Entonces, sin previo aviso, algo se adelantó y penetró en su espacio personal donde latían todos sus miedos. Algo humano. Pudo comprobarlo al sentir, segundos después, un tacto cálidos sobre las manos con que sostenía la pistola con fuerza.

El tacto de piel contra piel.

Despacio, sabiendo a quién iba a encontrarse, Matt abrió los ojos y elevó a la mirada. Su nebuloso campo de visión se redujo a un rostro demasiado conocido. Tez blanca, algo azulada por la luz que entraba por la ventana. Pupilas penetrantes, serias, fijas. Rostro inexpresivo y, a la vez, viva representación de mil emociones contenidas. Frente a él, Mello, con una rodilla hincada en el suelo para quedar a su altura, había cerrado sus manos entorno a las de Matt, y estas, entorno al arma. Con vaguedad, casi sin darse cuenta de ello, Matt volvió a mirarlas. No fue hasta ese momento que se dio cuenta de que, sí, en efecto, temblaba. Por completo.

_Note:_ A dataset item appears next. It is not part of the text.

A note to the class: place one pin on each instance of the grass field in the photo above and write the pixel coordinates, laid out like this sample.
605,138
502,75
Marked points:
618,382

Suspiró. El otro tan solo seguía mirándole, sin decir nada, sin hacer ningún movimiento. Sus ojos eran una muda petición: mírame. Devuélveme la mirada.

Y Matt, como siempre, obedeció.

Ojos azules contra ojos castaños. Casi podía oír la silenciosa conversación que se desarrollaba en la cabeza de ambos muchachos.

¿Tienes miedo?

Estoy aterrorizado.

Yo también.

¿Qué puedo hacer?

Sobrevive.

Sin más, Mello desvaneció a escasa distancia que les separaban para unir sus labios a los de Matt. No fue un beso cariñoso, ni romántico, ni humano. Era rudo y violento. Sabía a chocolate amargo. Sabía a él.

Matt no correspondió, no tuvo fuerzas. De todos modos, de nada habría servido. Mello ya había tomado el control de la situación, no le importaba nada más. Tan solo quería un compañero –un desconocido, quizás- para descargar su frustración acumulada. Y la ira. Y las palabras –débiles, sentimentales, mudas- que no quería pronunciar. Quería todo eso y sabía que en Matt lo encontraría.

Era contradictorio, extraño. Esa noche, aparentemente, sólo fueron un par de sombras sin dueño que se entrelazaron. Aparentemente.

Porque, en el fondo, seguían siendo un par de niños asustados.